22:30yoklov`(fn [f#] (f#))`, err, why do you need a gensym there?
22:30ztellmanalso, I'm actually pretty confused by all the hate on import-fn, what's not to like about being able to decouple the presentation of your API and the structure of your code?
22:30TimMcclojurebot: back in the day is http://www.stevemacdonald.org/lyrics/wiwab.html
22:30clojurebotYou don't have to tell me twice.
22:30TimMctechnomancy: ^
22:31TimMcAnd I wasn't kidding about using your name in symbols.
22:31TimMcexcept that I'm not actually that old
22:31ztellmanyoklov: as opposed to #((%)) ?
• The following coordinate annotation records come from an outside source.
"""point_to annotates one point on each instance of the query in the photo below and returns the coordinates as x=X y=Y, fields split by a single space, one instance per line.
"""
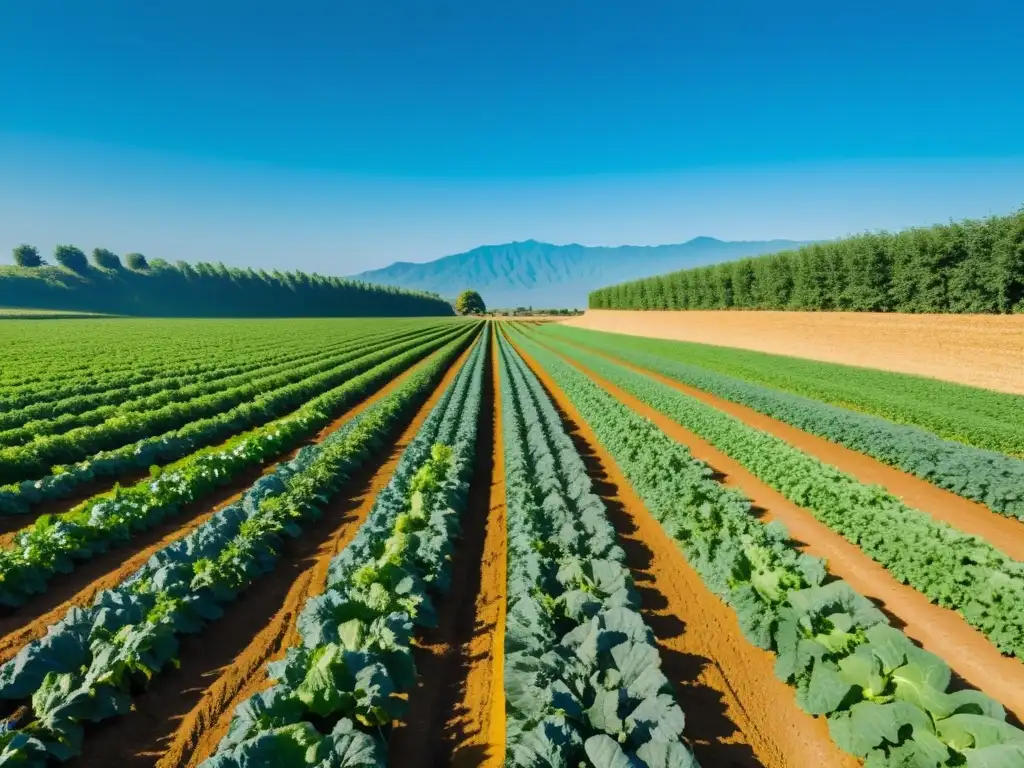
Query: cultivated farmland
x=426 y=542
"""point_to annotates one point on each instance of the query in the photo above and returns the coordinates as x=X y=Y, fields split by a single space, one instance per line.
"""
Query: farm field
x=980 y=350
x=424 y=542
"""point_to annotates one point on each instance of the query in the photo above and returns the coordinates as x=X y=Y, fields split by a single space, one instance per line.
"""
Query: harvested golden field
x=982 y=350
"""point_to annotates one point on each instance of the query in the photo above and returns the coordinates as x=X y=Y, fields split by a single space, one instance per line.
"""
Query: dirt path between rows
x=971 y=517
x=456 y=715
x=104 y=570
x=981 y=350
x=938 y=630
x=225 y=668
x=737 y=713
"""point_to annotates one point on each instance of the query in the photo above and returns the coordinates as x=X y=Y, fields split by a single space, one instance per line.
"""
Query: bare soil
x=970 y=517
x=208 y=700
x=938 y=630
x=456 y=714
x=737 y=713
x=981 y=350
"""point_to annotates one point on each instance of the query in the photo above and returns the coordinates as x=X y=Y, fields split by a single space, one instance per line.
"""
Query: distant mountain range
x=542 y=274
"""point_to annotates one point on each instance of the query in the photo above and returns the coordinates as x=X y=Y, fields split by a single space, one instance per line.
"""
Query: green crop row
x=985 y=476
x=333 y=702
x=171 y=385
x=18 y=498
x=52 y=544
x=583 y=679
x=36 y=459
x=885 y=699
x=977 y=417
x=92 y=662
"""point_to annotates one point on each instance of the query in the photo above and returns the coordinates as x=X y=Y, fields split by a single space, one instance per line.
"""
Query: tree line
x=157 y=288
x=970 y=266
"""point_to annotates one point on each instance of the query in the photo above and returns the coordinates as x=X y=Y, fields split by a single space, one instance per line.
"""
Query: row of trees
x=157 y=288
x=74 y=259
x=976 y=265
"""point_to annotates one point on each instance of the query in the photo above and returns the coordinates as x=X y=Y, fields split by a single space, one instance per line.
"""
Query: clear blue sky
x=343 y=135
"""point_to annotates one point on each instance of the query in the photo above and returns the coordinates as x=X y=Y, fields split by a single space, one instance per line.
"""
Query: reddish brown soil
x=737 y=713
x=942 y=632
x=971 y=517
x=79 y=588
x=982 y=350
x=457 y=709
x=185 y=717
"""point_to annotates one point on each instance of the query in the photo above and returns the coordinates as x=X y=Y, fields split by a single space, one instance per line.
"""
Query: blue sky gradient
x=339 y=136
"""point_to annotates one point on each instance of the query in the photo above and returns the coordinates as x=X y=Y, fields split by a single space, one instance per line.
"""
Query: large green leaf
x=604 y=752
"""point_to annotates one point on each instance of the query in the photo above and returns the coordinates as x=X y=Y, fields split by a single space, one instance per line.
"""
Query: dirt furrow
x=938 y=630
x=180 y=723
x=737 y=713
x=20 y=626
x=1003 y=532
x=456 y=715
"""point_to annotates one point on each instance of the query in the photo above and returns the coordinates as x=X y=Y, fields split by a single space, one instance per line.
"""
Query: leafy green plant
x=832 y=644
x=958 y=571
x=583 y=677
x=355 y=654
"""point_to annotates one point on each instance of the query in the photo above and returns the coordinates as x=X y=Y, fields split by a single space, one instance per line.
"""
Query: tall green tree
x=26 y=255
x=470 y=302
x=137 y=262
x=72 y=258
x=105 y=259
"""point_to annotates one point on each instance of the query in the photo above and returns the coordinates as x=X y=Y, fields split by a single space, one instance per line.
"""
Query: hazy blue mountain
x=542 y=274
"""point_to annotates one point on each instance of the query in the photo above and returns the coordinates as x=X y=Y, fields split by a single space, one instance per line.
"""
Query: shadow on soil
x=707 y=718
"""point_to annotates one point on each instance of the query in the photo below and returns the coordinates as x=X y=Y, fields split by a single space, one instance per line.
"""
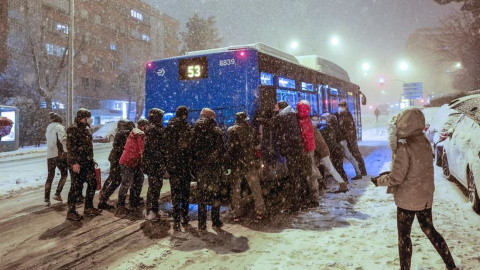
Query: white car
x=461 y=154
x=106 y=133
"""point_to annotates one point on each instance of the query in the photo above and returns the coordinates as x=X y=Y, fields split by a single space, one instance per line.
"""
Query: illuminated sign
x=266 y=78
x=286 y=83
x=193 y=68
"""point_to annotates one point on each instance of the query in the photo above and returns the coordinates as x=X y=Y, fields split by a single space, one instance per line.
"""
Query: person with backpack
x=132 y=173
x=154 y=162
x=56 y=156
x=178 y=135
x=124 y=127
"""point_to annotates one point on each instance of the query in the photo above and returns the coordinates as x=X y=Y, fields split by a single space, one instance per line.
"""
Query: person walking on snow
x=411 y=181
x=154 y=162
x=348 y=139
x=242 y=141
x=114 y=179
x=178 y=137
x=81 y=165
x=56 y=156
x=132 y=173
x=308 y=138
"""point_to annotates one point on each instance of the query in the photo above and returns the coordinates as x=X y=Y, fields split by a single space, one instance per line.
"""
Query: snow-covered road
x=355 y=230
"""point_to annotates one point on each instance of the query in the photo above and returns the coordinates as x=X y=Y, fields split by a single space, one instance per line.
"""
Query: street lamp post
x=71 y=36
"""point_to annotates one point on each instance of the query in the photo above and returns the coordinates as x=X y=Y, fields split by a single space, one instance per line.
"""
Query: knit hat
x=241 y=117
x=82 y=113
x=155 y=116
x=54 y=117
x=181 y=112
x=207 y=113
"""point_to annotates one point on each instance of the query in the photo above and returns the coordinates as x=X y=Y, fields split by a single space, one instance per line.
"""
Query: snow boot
x=91 y=212
x=342 y=188
x=57 y=197
x=151 y=216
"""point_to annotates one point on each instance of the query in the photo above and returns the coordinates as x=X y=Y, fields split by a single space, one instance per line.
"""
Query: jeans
x=404 y=226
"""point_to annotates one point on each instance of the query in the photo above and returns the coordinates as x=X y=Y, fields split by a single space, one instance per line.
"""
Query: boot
x=91 y=212
x=72 y=214
x=342 y=188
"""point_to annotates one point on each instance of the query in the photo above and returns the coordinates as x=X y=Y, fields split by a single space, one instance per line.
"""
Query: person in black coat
x=154 y=161
x=290 y=145
x=81 y=165
x=209 y=151
x=336 y=150
x=115 y=176
x=178 y=135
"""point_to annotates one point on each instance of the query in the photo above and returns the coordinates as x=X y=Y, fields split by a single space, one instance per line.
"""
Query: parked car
x=461 y=154
x=106 y=133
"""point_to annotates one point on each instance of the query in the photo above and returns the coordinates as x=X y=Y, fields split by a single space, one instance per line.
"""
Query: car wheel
x=446 y=169
x=472 y=192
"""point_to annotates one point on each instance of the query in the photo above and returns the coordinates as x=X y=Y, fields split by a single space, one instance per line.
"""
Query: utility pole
x=71 y=54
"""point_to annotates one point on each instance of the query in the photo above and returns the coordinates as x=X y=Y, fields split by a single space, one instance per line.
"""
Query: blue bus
x=250 y=78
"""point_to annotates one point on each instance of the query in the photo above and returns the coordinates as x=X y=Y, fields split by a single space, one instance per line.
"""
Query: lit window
x=49 y=48
x=137 y=15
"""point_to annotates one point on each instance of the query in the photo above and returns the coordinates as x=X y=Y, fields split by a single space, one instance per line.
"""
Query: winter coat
x=289 y=138
x=412 y=173
x=133 y=151
x=55 y=134
x=118 y=145
x=208 y=145
x=242 y=140
x=346 y=126
x=321 y=150
x=306 y=127
x=154 y=150
x=79 y=144
x=178 y=153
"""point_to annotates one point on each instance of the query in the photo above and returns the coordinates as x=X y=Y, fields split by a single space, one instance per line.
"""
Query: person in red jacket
x=132 y=173
x=308 y=138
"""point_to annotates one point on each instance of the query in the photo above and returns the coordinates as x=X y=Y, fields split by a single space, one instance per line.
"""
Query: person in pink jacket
x=308 y=138
x=132 y=173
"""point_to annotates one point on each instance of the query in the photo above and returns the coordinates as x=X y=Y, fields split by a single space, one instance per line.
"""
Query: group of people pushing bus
x=201 y=153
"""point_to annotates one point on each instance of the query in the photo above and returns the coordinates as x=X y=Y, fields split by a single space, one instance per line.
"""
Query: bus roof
x=255 y=46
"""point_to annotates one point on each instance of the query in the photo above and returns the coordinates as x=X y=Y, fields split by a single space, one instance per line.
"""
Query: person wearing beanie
x=154 y=162
x=132 y=172
x=81 y=165
x=56 y=156
x=178 y=136
x=242 y=141
x=209 y=153
x=114 y=179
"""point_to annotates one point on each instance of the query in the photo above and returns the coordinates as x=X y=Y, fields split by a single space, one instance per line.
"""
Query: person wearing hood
x=114 y=179
x=178 y=136
x=309 y=146
x=412 y=182
x=347 y=137
x=154 y=162
x=81 y=165
x=132 y=173
x=209 y=151
x=290 y=145
x=242 y=142
x=56 y=156
x=328 y=121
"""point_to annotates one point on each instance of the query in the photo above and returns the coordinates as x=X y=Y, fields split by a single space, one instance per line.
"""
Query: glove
x=374 y=180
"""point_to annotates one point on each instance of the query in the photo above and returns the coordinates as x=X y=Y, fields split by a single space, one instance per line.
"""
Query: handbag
x=98 y=176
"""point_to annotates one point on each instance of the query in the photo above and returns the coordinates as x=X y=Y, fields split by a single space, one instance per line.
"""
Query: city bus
x=250 y=78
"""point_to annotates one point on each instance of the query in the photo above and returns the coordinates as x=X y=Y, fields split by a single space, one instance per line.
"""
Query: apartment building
x=113 y=41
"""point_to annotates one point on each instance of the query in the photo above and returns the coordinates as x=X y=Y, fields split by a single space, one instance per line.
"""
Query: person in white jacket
x=56 y=156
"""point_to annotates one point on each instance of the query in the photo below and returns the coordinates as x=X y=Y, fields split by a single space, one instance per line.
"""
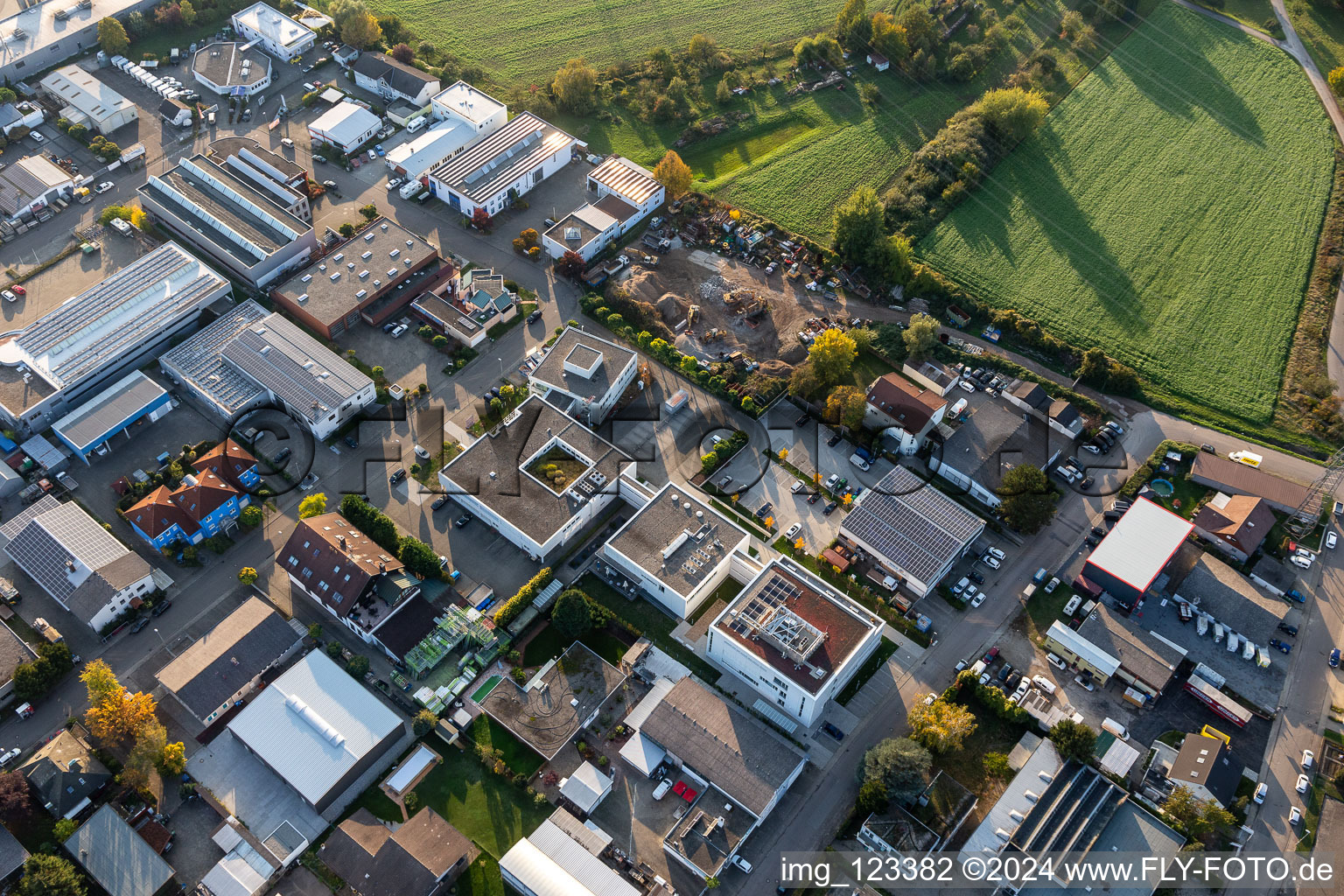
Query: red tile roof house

22:31technomancyTimMc: yeah, I occasionally write elisp, so I know that pain =(
22:31technomancyno module system
22:31TimMceep
22:31yoklovor just (fn [f] (f)), isn't f scoped so that it doesn't matter what you call it?
22:32ztellmanif you declare an ungensymed variable inside a macro, it will try to resolve it
22:32yoklovoh, you know, that makes sense.
22:32technomancyTimMc: most elispers cheat and use their initials
22:32technomancybut that's just asking for trouble!
22:33yoklovi don't write many macros but i've been constantly confused by their error messages when i do.
22:33TimMcorg_DOT_timmc_DOT_foo-project_123
22:33ztellmanyoklov: basically just gensym everything that isn't explicitly defined elsewhere
22:33TimMcI'll quote you as "basically just gensym everything"
22:34TimMcgensym until it stops working
22:34qbggemsyms, gemsyms everywhere
22:34yoklovlol, thats what ends up happening but i've never really got why it was needed there. I didn't realize it resolves the things that weren't gensymed
22:35qbgthat and you don't want name conflicts
22:35qbg(usually)
22:35TimMc&`(f f#)
22:35lazybot⇒ (clojure.core/f f__9425__auto__)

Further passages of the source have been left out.